J’ai retrouvé de vieilles photos l’autre jour…

Des vacances au bord de la mer…

Une falaise sèche, quelques buissons épars, un soleil de plomb…

Et toi.

Une amourette d’été de deux gamins timides et maladroits…

La photo est un peu floue… J’avais un bon appareil, mais je trouvais toujours moyen de trembler un peu.

Mais là, je me souviens, ce n’était pas de la maladresse… C’est toi qui avais trouvé moyen de me faire trembler un peu en me prenant dans tes bras par surprise…

On était des gosses et on s’aimait, et on ne voulait pas penser plus loin…

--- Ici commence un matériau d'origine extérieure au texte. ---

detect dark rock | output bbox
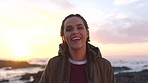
[116,70,148,83]
[0,80,9,83]
[20,74,34,80]
[113,66,131,72]
[0,60,42,69]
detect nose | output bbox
[72,29,79,35]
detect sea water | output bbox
[0,56,148,83]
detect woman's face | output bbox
[64,16,88,49]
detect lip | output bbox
[71,36,82,41]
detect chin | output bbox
[71,45,83,49]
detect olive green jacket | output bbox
[39,44,116,83]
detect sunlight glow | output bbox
[12,42,29,56]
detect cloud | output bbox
[50,0,74,9]
[114,0,138,5]
[92,13,148,44]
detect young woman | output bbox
[39,14,116,83]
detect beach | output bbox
[0,56,148,83]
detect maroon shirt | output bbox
[69,58,87,83]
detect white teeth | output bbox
[72,37,80,40]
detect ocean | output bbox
[0,56,148,83]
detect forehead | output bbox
[64,16,84,26]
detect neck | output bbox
[69,45,87,61]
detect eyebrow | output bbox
[76,24,83,26]
[66,24,83,27]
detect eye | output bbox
[66,26,73,32]
[78,26,84,30]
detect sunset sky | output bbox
[0,0,148,60]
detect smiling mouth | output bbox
[71,37,81,41]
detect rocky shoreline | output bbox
[0,60,148,83]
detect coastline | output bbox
[0,60,148,83]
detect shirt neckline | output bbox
[69,58,87,65]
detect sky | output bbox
[0,0,148,60]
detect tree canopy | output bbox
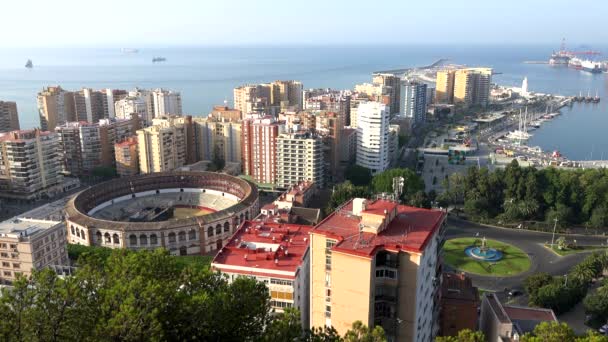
[439,160,608,228]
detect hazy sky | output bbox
[0,0,608,47]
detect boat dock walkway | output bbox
[373,58,449,75]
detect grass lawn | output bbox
[443,238,530,276]
[545,245,606,256]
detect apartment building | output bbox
[435,69,456,104]
[72,88,127,123]
[211,217,312,328]
[0,101,19,133]
[241,116,285,184]
[0,217,69,285]
[435,68,492,107]
[36,86,76,131]
[209,105,243,121]
[372,74,402,115]
[439,273,480,336]
[152,88,182,118]
[193,115,242,163]
[114,136,139,177]
[233,80,303,115]
[137,119,186,173]
[399,80,427,126]
[356,102,391,174]
[0,129,63,201]
[55,116,139,176]
[454,68,492,107]
[114,95,148,122]
[479,293,558,342]
[310,198,446,342]
[276,131,325,188]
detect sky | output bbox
[0,0,608,47]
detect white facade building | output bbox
[357,102,391,174]
[399,81,427,126]
[277,132,325,188]
[152,89,182,118]
[114,96,153,125]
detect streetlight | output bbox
[551,217,557,249]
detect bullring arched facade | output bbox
[66,172,260,255]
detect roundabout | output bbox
[443,238,531,277]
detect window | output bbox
[325,305,331,317]
[270,278,293,286]
[376,268,397,279]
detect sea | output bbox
[0,43,608,160]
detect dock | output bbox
[373,58,449,75]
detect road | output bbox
[446,218,606,291]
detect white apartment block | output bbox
[0,130,63,200]
[357,102,391,174]
[276,132,325,188]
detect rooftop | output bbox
[0,217,61,238]
[441,273,479,302]
[313,199,445,256]
[211,219,312,279]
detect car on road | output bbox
[507,289,522,297]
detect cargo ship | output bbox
[549,51,571,65]
[581,59,602,74]
[568,57,583,70]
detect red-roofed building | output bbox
[211,219,313,327]
[310,198,446,341]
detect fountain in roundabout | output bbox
[464,236,502,262]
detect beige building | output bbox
[193,116,242,163]
[137,120,188,173]
[372,74,401,115]
[55,116,139,176]
[276,131,325,188]
[37,86,76,131]
[454,68,492,107]
[435,68,492,107]
[310,198,446,342]
[479,293,559,342]
[0,217,68,285]
[435,70,455,104]
[114,136,139,177]
[233,80,303,115]
[0,101,19,133]
[0,129,63,200]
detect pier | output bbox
[373,58,449,75]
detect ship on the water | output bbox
[581,59,602,74]
[549,51,571,65]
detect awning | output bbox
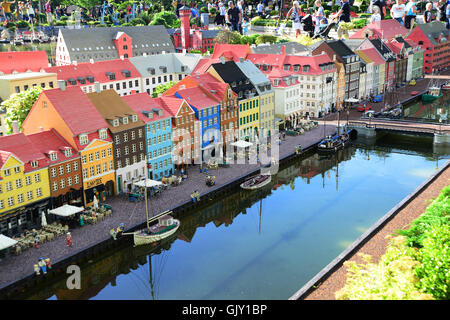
[230,140,253,148]
[0,234,17,250]
[48,204,84,217]
[134,179,162,188]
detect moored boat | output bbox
[241,174,272,190]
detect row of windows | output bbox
[14,81,53,93]
[0,188,42,209]
[50,162,78,178]
[52,175,80,191]
[239,113,258,126]
[81,148,112,164]
[239,100,258,112]
[83,161,114,179]
[114,129,143,144]
[0,173,41,193]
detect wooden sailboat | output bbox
[125,157,180,246]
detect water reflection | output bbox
[11,136,448,299]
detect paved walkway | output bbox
[305,162,450,300]
[0,126,336,287]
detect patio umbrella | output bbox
[94,195,98,209]
[41,211,47,227]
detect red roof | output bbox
[27,129,78,164]
[211,43,250,62]
[350,19,408,40]
[42,86,108,136]
[359,48,386,66]
[0,133,48,172]
[122,92,172,123]
[45,59,141,86]
[0,51,49,74]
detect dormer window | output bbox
[64,148,72,158]
[98,129,108,139]
[49,152,58,161]
[79,134,89,145]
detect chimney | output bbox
[11,120,20,133]
[58,80,66,91]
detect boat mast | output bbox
[144,154,151,231]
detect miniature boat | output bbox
[422,87,442,102]
[317,130,351,153]
[134,215,180,246]
[241,174,272,190]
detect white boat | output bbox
[133,215,180,246]
[241,174,272,190]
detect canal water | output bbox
[15,136,449,299]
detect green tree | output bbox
[152,81,177,98]
[1,87,43,133]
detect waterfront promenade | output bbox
[0,125,336,289]
[302,163,450,300]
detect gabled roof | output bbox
[369,39,395,62]
[122,92,174,123]
[27,129,78,164]
[0,51,49,74]
[350,19,408,40]
[211,43,251,61]
[45,59,141,87]
[40,87,108,136]
[87,89,144,133]
[250,41,308,55]
[59,25,175,61]
[0,133,48,171]
[130,53,202,77]
[413,21,450,45]
[175,87,220,109]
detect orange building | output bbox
[22,81,115,206]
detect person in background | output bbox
[370,6,381,23]
[286,1,302,38]
[242,18,250,36]
[391,0,406,26]
[405,0,419,29]
[372,0,386,20]
[423,2,433,23]
[226,1,242,33]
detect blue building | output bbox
[175,87,221,160]
[122,93,174,180]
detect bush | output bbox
[255,34,277,45]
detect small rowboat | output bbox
[241,174,272,190]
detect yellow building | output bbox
[0,133,50,235]
[80,139,115,205]
[0,72,56,100]
[239,96,260,141]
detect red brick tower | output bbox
[179,6,191,50]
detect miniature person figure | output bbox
[109,228,117,240]
[38,258,47,274]
[45,258,52,270]
[34,264,41,276]
[66,232,73,247]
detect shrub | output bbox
[255,34,277,45]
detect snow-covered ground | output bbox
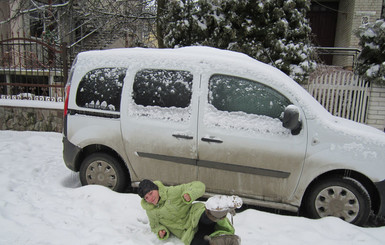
[0,131,385,245]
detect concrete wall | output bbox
[0,105,63,133]
[366,84,385,132]
[333,0,383,67]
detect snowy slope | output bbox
[0,131,385,245]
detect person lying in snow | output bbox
[138,179,242,245]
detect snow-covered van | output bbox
[63,47,385,225]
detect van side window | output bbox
[76,68,127,111]
[209,75,291,118]
[133,69,193,108]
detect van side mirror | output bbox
[282,105,302,135]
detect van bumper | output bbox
[374,180,385,216]
[63,136,81,172]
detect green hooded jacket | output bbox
[141,181,234,245]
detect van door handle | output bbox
[172,134,194,140]
[201,137,223,143]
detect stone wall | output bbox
[0,106,63,133]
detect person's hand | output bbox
[159,230,166,238]
[183,193,191,202]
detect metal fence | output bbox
[0,36,68,101]
[308,71,369,123]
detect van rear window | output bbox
[76,68,127,111]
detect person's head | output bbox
[138,179,159,205]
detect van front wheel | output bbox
[80,153,128,192]
[306,177,371,225]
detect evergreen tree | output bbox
[159,0,315,83]
[356,19,385,85]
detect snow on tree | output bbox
[356,19,385,84]
[162,0,316,83]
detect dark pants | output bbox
[190,212,216,245]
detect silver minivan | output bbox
[63,47,385,225]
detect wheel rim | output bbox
[315,186,360,222]
[86,160,117,189]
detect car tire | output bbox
[306,177,371,226]
[80,153,129,192]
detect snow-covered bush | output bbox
[162,0,316,83]
[356,19,385,84]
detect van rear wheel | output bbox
[306,177,371,225]
[80,153,128,192]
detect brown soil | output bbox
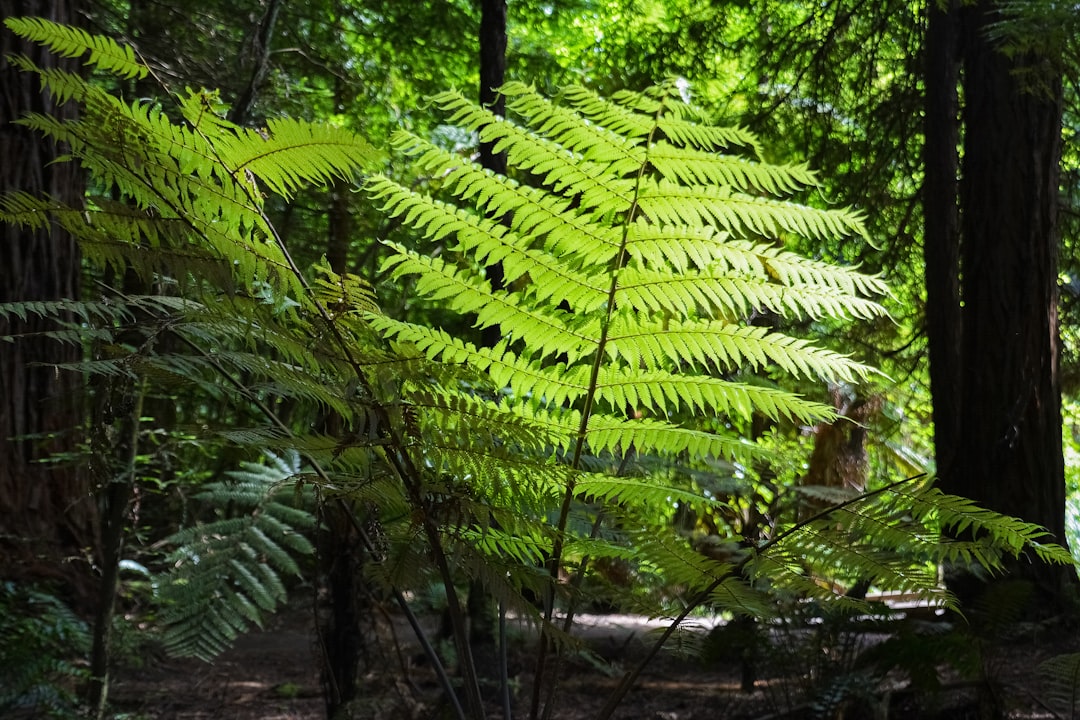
[110,608,1080,720]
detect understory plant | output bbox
[0,19,1068,718]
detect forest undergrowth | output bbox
[112,596,1080,720]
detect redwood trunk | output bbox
[945,2,1075,604]
[922,0,963,478]
[0,0,95,600]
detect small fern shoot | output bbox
[158,452,314,661]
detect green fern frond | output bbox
[161,452,314,661]
[3,17,149,80]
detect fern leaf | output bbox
[4,17,149,80]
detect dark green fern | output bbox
[157,453,314,661]
[0,18,1069,718]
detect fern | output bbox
[1039,654,1080,718]
[159,453,314,661]
[0,21,1067,717]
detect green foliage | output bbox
[1039,653,1080,718]
[0,18,1068,714]
[0,582,90,718]
[158,453,314,661]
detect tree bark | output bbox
[943,1,1076,609]
[0,0,95,603]
[922,0,963,487]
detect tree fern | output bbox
[0,19,1066,717]
[158,453,314,660]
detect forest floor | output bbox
[110,595,1080,720]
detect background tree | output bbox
[0,0,95,602]
[926,1,1076,611]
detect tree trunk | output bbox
[943,1,1076,609]
[922,0,963,487]
[0,0,95,603]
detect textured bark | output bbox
[922,0,963,487]
[0,0,95,600]
[945,2,1076,608]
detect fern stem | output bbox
[529,105,663,720]
[167,325,484,720]
[195,128,492,720]
[596,473,927,720]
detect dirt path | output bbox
[110,608,1080,720]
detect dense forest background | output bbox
[6,0,1080,718]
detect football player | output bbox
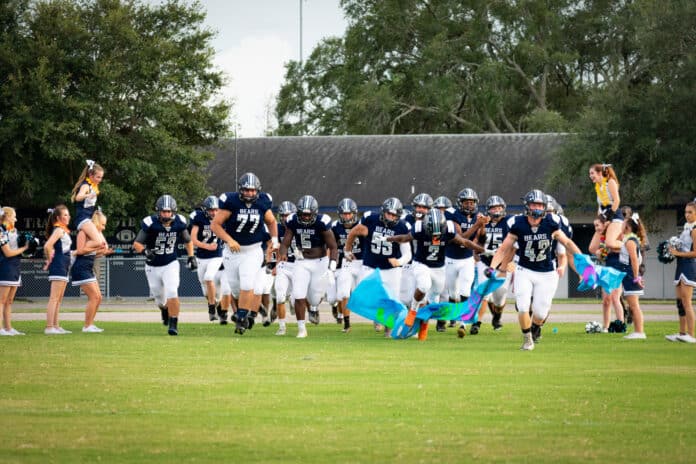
[399,193,433,306]
[491,190,580,351]
[133,195,197,335]
[387,208,483,340]
[271,201,297,335]
[279,195,338,338]
[343,197,411,337]
[331,198,363,333]
[476,195,510,337]
[210,172,278,335]
[446,188,490,335]
[191,195,222,322]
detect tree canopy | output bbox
[276,0,696,205]
[0,0,229,220]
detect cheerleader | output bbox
[666,198,696,343]
[70,210,113,333]
[0,206,29,336]
[590,164,624,251]
[44,205,72,335]
[620,213,646,340]
[70,160,106,252]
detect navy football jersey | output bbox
[508,214,560,272]
[278,222,297,263]
[360,211,411,269]
[411,221,456,267]
[140,214,187,266]
[220,192,273,245]
[285,213,331,250]
[481,216,510,266]
[445,208,476,259]
[191,209,222,259]
[331,221,365,269]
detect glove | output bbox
[600,207,614,221]
[481,248,495,257]
[17,232,34,248]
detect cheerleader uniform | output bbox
[617,234,645,296]
[674,222,696,287]
[75,179,99,230]
[48,226,72,282]
[595,177,623,222]
[70,252,97,287]
[0,225,22,287]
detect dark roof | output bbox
[204,134,568,209]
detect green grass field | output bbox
[0,321,696,463]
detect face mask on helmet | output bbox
[379,197,403,227]
[433,197,452,209]
[237,172,261,203]
[457,188,478,215]
[336,198,358,227]
[523,189,546,219]
[411,193,433,219]
[486,195,507,219]
[155,195,176,224]
[297,195,319,226]
[203,195,220,219]
[423,209,447,240]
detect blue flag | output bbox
[573,253,626,293]
[348,269,406,328]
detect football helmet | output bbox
[297,195,319,226]
[546,194,563,216]
[379,197,404,227]
[336,198,358,226]
[433,196,452,209]
[237,172,261,203]
[486,195,507,219]
[522,189,546,218]
[203,195,220,218]
[155,195,176,224]
[411,193,433,219]
[278,201,297,216]
[457,187,478,214]
[423,208,447,237]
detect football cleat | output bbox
[159,305,169,325]
[469,322,481,335]
[457,324,466,338]
[167,317,179,335]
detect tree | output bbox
[0,0,229,223]
[277,0,592,134]
[552,0,696,208]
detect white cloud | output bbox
[214,35,297,137]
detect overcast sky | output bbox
[188,0,346,137]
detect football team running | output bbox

On savait que ça ne durerait pas et ça nous allait.

Je m’en souviens avec tendresse…

C’est drôle, le destin.

On s’est dit au revoir sans regret et je pensais ne jamais te revoir… Toi non plus, j’imagine.

Alors, quand on s’est recroisé, un autre été, bien longtemps après, on s’est retrouvés un peu bêtes.

Tu avais une petite gonzesse au bout du bras… Tu l’avais eue sans trop faire exprès, mais bon, tu l’avais gardée et tu l’aimais bien… Pas facile en solo, mais tu te débrouillais… Moi, je n’avais personne, ni dans mon lit ni dans un berceau.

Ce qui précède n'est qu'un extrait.